There's a significant mental toll on Hines' mother, too. She's not even 60; at that age, there are still plenty of things she wants to do and see – and do independently. But there was a morning where she fell and broke her hip at 3 a.m.; her nurse wasn't scheduled to show up until 10 a.m., so she had to wait alone for hours before help arrived.
Hines got the call that his mother broke her hip on his way to the Colts' facility that day.
"My mom's 58 years old. That's still young," Hines said. "But at 25 years old, my sister and I are like hey, you need assisted living, you need someone with you here 24/7. And that's hard too because my mom is young. That's hard on her. And it's even harder for us to tell her like hey, we're both not here, if you fall that's tough.

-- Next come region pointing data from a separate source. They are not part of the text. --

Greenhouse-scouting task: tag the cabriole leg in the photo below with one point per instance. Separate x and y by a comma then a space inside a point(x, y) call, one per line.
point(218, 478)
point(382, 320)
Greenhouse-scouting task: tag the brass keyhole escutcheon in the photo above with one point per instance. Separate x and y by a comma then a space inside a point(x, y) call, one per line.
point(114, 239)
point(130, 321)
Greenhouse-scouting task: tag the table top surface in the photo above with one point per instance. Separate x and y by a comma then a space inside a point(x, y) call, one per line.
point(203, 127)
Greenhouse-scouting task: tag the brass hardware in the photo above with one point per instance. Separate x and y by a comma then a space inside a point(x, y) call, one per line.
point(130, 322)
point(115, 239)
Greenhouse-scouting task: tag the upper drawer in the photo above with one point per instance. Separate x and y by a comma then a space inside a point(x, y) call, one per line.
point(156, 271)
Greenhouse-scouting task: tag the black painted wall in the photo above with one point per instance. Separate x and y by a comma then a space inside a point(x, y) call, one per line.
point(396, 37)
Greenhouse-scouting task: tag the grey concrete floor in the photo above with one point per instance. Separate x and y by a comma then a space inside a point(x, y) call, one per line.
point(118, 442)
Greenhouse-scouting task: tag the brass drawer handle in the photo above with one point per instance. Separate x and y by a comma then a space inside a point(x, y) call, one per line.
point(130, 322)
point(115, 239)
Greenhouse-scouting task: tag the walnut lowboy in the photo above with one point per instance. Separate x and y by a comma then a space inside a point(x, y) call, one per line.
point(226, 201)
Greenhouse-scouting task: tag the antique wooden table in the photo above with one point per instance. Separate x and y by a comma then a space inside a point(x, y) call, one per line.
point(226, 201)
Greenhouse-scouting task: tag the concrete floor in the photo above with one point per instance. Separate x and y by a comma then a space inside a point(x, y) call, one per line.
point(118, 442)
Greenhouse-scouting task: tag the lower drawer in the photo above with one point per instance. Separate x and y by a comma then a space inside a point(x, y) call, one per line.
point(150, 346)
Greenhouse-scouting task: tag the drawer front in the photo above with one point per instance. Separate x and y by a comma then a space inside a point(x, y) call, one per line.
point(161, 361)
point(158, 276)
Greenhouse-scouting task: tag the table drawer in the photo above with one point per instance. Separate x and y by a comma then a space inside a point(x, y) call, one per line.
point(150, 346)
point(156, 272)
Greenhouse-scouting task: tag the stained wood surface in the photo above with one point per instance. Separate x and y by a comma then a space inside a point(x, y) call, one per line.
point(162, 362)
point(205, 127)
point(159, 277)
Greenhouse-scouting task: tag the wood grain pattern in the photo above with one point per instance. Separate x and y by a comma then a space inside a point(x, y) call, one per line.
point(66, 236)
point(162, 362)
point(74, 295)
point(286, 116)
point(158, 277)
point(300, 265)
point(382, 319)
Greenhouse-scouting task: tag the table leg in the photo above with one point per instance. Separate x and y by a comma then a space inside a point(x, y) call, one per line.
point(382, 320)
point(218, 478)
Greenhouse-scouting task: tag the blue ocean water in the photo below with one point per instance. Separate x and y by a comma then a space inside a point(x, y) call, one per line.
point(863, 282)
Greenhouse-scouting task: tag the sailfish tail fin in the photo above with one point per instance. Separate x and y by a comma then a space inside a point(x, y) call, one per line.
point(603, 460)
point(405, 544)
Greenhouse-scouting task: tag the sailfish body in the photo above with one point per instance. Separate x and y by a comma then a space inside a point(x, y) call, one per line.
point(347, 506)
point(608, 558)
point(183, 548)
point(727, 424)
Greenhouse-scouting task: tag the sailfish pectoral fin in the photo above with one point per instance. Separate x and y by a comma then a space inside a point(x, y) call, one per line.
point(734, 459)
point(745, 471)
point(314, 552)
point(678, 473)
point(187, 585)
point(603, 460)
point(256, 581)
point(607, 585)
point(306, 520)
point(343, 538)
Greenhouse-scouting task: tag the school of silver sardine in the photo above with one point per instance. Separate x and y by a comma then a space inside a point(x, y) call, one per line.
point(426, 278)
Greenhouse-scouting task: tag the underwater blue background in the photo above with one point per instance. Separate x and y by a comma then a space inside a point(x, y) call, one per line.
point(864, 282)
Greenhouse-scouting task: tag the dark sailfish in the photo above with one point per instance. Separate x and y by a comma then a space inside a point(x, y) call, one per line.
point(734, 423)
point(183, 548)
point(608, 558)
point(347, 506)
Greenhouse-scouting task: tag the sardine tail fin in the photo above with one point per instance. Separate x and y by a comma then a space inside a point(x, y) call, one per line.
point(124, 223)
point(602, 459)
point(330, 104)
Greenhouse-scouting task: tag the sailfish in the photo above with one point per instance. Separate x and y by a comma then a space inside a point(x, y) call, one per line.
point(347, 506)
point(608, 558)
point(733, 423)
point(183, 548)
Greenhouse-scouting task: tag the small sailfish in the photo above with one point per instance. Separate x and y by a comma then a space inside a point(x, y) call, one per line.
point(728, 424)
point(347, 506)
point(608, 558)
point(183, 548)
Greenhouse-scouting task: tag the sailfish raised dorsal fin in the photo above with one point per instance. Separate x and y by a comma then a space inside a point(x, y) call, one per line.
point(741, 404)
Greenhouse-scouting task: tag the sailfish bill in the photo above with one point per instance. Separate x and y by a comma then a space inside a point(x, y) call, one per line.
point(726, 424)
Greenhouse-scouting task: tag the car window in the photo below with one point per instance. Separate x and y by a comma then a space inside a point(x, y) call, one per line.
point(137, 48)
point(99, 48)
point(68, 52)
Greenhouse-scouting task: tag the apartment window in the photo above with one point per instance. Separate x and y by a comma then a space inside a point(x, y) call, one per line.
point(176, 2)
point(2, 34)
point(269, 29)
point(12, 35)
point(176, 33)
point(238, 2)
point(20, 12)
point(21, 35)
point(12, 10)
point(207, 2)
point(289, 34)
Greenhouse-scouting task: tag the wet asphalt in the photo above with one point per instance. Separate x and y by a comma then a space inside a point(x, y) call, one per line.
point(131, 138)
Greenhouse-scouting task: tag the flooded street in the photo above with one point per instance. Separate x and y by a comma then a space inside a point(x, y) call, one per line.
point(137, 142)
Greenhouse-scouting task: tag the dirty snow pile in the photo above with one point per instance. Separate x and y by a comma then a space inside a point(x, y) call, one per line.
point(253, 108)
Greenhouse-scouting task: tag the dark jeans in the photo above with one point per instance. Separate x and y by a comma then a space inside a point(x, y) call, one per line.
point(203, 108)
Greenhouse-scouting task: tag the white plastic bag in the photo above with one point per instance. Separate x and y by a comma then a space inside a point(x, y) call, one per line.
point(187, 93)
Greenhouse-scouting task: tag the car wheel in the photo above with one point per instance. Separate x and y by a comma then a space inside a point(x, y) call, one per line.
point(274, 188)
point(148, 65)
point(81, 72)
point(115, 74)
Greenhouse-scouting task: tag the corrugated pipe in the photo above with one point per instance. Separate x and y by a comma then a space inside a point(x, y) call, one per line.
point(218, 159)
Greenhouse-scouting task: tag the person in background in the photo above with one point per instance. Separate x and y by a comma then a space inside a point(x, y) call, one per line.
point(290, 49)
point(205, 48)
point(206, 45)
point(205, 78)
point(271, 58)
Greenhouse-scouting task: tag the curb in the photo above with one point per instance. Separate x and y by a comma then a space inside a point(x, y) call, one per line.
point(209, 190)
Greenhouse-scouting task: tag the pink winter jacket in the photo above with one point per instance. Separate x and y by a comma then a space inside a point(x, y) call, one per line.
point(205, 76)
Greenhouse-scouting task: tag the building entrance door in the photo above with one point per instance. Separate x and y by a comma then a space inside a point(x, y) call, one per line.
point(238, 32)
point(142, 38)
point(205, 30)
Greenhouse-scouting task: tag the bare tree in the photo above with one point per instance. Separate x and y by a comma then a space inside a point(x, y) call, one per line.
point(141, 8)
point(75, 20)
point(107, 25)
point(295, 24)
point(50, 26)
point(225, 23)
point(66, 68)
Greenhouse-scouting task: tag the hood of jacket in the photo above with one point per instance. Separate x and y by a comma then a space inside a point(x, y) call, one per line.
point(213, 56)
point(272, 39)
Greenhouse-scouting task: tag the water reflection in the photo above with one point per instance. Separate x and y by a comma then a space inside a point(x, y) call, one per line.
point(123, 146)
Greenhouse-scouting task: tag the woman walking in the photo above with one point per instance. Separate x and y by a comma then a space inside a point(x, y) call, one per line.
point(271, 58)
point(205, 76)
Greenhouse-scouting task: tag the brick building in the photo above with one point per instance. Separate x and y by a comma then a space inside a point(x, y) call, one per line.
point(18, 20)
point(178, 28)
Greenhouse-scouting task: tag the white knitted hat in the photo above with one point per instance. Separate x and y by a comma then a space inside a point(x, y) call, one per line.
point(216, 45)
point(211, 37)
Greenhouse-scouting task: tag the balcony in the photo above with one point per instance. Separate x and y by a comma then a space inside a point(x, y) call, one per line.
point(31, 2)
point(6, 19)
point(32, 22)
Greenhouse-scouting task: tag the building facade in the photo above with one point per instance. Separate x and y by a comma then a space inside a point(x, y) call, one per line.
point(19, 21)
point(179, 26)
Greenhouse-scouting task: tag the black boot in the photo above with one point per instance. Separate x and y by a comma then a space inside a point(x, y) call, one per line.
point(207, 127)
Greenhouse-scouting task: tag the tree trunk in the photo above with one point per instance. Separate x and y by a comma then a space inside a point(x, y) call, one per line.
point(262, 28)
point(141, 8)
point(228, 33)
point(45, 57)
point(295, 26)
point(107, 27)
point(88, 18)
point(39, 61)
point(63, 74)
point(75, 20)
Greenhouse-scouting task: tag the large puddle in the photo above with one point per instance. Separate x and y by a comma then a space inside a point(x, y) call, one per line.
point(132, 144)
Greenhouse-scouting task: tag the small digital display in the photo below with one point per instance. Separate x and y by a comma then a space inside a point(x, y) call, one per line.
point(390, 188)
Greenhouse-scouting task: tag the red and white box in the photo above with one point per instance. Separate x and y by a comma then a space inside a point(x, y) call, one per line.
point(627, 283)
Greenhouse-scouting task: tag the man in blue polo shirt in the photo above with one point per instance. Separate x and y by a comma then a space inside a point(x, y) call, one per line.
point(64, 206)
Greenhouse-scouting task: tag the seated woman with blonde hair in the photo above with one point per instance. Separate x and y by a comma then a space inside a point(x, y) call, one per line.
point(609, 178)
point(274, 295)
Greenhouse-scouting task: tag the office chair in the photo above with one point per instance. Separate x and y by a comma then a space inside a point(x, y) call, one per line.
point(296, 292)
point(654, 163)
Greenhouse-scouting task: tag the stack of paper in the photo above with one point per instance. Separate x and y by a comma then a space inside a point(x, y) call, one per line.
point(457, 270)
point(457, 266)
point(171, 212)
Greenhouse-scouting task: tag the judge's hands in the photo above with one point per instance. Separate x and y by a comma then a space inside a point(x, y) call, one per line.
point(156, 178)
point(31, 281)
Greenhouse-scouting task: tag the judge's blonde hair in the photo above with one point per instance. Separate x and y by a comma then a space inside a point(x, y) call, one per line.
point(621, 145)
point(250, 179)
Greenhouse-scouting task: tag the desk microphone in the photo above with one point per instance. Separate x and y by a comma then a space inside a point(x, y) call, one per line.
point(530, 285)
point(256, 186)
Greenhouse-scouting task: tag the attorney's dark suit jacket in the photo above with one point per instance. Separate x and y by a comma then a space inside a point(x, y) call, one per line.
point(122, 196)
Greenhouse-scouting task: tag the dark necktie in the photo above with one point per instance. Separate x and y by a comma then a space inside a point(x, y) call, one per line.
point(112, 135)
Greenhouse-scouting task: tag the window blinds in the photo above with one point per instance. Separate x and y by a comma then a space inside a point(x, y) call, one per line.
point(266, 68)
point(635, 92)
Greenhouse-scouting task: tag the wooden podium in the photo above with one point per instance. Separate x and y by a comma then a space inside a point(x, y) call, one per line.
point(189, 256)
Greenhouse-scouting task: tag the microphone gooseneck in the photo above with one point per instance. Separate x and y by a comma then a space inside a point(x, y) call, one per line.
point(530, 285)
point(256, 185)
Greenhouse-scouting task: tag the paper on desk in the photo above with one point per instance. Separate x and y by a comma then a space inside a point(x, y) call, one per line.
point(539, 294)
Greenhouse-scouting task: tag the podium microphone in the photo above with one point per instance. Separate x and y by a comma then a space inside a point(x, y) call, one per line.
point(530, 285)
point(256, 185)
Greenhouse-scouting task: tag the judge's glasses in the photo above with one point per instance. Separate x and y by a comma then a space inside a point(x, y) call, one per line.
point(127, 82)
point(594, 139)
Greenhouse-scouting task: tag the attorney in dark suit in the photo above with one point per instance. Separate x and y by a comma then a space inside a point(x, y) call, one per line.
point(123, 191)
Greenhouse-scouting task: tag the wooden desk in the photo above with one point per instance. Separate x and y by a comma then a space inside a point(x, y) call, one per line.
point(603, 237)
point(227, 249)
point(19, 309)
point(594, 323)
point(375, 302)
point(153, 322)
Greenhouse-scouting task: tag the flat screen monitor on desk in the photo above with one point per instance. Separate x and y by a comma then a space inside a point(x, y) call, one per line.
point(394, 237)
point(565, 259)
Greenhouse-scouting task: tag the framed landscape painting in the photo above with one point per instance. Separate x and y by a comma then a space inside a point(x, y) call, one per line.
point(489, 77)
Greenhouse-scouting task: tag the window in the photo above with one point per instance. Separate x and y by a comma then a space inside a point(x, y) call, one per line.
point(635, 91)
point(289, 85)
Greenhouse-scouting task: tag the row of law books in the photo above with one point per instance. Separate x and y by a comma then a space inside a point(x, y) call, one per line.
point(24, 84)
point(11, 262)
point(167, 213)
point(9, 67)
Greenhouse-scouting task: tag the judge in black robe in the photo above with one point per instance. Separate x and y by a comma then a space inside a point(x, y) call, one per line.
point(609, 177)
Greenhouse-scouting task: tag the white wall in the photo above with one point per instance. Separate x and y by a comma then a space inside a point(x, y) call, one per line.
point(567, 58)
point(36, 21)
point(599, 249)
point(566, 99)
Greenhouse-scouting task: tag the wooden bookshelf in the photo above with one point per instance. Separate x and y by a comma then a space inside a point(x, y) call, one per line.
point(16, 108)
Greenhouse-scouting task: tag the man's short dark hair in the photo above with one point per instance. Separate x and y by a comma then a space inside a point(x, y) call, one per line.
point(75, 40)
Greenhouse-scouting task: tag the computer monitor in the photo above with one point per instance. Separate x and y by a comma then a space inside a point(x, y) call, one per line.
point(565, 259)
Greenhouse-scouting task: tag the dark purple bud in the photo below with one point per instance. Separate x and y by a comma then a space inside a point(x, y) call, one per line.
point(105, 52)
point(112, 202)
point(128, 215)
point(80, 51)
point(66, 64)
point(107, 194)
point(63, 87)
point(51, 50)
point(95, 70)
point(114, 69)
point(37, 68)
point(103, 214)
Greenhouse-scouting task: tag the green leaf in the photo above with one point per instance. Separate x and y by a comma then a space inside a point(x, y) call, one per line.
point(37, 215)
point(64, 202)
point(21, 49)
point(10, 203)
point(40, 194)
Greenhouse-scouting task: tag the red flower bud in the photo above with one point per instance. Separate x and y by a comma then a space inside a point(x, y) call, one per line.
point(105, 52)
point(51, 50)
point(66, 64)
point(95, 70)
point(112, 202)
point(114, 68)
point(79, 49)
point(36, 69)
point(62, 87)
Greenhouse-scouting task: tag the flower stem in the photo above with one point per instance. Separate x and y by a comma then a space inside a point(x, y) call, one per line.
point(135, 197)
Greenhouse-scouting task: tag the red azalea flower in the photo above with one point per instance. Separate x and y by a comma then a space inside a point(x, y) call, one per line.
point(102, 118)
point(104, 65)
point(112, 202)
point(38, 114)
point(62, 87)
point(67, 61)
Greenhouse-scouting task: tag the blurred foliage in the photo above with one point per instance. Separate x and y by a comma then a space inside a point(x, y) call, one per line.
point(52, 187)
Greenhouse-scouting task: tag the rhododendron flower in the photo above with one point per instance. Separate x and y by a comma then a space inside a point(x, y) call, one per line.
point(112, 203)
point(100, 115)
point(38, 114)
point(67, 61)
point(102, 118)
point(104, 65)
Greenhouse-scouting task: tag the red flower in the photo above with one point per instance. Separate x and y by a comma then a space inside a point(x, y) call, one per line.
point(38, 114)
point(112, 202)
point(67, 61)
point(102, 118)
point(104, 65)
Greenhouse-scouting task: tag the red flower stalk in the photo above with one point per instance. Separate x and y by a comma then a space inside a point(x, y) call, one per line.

"... At a young age, we have to tell our mom certain things she can and can't do like we're the parent, right? And we're really not. So it's been really stressful, and that's hard."
But Hines has persevered behind plenty of support and a remarkable outlook on life. He figures, well, I'm a rare player – a 5-foot-9 running back who's established himself as an explosive, versatile weapon who can run between the tackles and catch passes out of the slot – so I might as well lead a rare life.
"I think the uniqueness of that has kind of helped me with this because it's rare and a lot of times I'm just like, God, like why is this happening to me? It's so rare," Hines said. "I don't have help, I really don't know that many people with it. And then I sit back and look at my life, it's like my athletic career.
"... So I try to use that in my personal life and try to set those parameters so I can't get to asking God why, and not complaining about the cards I was dealt but playing the hand I was dealt."
Managing a successful career in the NFL and a mother with muscular dystrophy has made Hines a stronger person. He knows he's never alone, even if it might feel like it sometimes – he has his sister, he has family, he has his agent and people with the Colts who support him.
And he and Nyah are inspired by the fight in their mom. Hines pushes through workouts or days where he's tired by thinking about the difficulties his mom faces, like stuff as simple as getting out of bed and brushing her teeth. There's no quit in Nannette Miller – and there's no quit in Nyheim Hines.
"It's been a battle, but shoot," Hines said, "without her, I probably wouldn't be here."